HW: Re: BOC-L Digest / Still in the Shadows

Henderson Keith keith.henderson at PSI.CH
Mon May 31 06:48:16 EDT 2004


Jonathan laments...

>I thank the two people who replied saying that the PAL "Out of the
>Shadows" should play on my NTSC player. Unfortunately it doesn't; nor
>does it on my sister-in-law's or her son's...<snip>

I'm no expert on this (to say the least), but I will offer two things
that have just come to mind on the subject.

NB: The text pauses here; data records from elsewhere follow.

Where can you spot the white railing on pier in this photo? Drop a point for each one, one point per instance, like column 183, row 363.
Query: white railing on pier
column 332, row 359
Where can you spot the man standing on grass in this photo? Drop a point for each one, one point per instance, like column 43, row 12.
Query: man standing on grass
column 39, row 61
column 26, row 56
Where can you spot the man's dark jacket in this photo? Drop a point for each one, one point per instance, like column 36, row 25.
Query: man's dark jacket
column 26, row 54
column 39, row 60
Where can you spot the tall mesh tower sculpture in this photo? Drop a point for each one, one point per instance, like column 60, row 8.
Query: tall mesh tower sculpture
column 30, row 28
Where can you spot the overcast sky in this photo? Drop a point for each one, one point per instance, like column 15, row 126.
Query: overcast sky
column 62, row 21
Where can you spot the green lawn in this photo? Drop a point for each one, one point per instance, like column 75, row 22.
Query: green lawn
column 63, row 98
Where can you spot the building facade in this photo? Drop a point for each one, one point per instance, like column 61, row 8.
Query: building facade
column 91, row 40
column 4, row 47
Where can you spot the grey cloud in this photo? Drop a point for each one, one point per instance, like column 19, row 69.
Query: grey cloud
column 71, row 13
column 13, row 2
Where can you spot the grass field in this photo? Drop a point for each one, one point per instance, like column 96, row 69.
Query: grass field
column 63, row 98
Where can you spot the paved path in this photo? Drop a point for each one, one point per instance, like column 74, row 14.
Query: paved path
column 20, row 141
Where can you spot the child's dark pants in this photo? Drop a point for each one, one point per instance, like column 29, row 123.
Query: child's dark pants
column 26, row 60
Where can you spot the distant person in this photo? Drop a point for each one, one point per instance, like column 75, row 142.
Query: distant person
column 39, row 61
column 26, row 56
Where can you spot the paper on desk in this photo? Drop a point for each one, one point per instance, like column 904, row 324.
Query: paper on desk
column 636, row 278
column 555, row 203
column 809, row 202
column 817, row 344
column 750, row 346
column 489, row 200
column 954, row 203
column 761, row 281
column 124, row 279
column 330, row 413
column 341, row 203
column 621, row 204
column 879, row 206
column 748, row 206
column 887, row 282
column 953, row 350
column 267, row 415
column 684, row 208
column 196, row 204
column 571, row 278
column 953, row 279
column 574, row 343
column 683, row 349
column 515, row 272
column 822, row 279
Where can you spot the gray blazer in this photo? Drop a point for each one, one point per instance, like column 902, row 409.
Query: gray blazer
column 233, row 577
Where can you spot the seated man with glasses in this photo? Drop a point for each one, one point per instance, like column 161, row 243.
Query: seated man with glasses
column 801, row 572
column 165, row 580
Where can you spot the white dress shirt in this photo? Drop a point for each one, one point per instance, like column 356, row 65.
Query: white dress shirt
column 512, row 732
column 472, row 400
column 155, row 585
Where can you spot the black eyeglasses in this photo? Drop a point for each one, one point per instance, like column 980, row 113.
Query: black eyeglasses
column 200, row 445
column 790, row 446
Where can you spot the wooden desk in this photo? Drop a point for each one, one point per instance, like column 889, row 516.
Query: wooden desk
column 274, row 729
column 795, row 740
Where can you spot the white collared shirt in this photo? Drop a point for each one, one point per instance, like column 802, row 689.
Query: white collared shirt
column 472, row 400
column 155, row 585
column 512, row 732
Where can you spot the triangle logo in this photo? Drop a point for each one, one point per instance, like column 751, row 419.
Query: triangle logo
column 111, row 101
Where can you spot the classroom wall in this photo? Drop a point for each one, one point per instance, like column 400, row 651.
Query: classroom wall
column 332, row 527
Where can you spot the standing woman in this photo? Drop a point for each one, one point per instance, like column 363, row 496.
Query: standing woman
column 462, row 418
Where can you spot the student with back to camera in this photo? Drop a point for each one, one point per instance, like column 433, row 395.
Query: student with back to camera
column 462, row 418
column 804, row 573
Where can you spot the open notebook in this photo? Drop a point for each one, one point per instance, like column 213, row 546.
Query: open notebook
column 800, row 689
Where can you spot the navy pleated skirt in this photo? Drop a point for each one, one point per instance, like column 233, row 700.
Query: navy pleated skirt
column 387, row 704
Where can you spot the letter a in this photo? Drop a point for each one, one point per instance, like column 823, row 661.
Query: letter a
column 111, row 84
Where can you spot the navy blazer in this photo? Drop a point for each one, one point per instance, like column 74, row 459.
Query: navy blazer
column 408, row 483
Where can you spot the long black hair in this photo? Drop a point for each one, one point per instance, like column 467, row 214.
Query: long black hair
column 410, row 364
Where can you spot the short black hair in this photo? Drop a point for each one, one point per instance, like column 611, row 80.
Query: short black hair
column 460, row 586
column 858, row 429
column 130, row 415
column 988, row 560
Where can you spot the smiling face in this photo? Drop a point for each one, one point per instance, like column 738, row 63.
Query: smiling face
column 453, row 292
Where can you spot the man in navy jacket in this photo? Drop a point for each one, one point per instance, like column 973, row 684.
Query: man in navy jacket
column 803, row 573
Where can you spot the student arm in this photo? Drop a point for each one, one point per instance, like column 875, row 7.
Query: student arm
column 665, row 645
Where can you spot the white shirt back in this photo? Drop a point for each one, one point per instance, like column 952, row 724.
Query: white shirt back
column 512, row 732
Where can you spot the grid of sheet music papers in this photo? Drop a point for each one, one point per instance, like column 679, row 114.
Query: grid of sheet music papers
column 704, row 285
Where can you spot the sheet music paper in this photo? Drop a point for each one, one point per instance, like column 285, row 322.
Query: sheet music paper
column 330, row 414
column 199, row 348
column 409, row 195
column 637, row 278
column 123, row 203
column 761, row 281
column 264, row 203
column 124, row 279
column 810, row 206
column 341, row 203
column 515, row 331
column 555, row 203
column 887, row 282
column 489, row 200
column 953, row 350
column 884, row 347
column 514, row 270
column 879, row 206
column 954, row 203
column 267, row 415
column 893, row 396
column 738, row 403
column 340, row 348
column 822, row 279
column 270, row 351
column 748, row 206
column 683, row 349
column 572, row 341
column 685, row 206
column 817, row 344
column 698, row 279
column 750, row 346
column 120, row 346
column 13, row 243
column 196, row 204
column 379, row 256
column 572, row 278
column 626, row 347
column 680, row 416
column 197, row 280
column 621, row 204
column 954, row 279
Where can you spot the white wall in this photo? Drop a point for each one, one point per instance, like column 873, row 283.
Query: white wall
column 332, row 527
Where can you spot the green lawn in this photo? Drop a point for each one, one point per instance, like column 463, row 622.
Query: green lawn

One is, that somewhere I read that many 'cheap' DVD players in the US
have the capability to play DVDs from Europe because they contain
"one-chip-fits-all" processors in them.  Or something.  Whereas higher
quality DVD players sometimes have individually-designed chips only
containing the capability that *that* particular model has, as advertised.
(I can't remember where I read that...I thought maybe it was even here,
but I guess not.)

The other, is that my nephew in Chicago managed to find on the internet
a simple sequence of buttons to push, in order to make his otherwise-
PAL-intolerable NTSC-DVD player accept PAL discs and play them without
distortion or anything.  I think he just searched for his model and
make and 'hacking' instructions, and found the sequence without a
problem.  At first I didn't believe him, but he sent solid evidence to
indicate it was the truth.

Putting these two bits of information together, perhaps your (or other's)
DVD player *does* have the capability to accept PAL DVDs, but just needs
to be 'hacked' in order to make it happen.  If indeed it contains one
of these all-purpose chips inside.  Try a search and see...

Grakkl (FAA)

P.S. Interesting about the '95% of PAL-DVD players will accept NTSC.'
I guess mine does, as I have one or two NTSC discs that do play, but
I thought that was because the discs were 'special' duel format ones.
Maybe no such thing exists, after all?  I dunno...I've been trying to
figure out this whole thing for six years, without success.  Even though
many people have forwarded lots of very detailed, seemingly complete
explanations.  Perhaps I just don't get it.  :)

I've got some CD-video things that *don't* play on it, though.  I guess
this CD-V idea is already dying out, as I think the data density was
quite low such that a normal sized disc only held about 25 minutes or
so of audio/video, so I guess it's not so important an issue.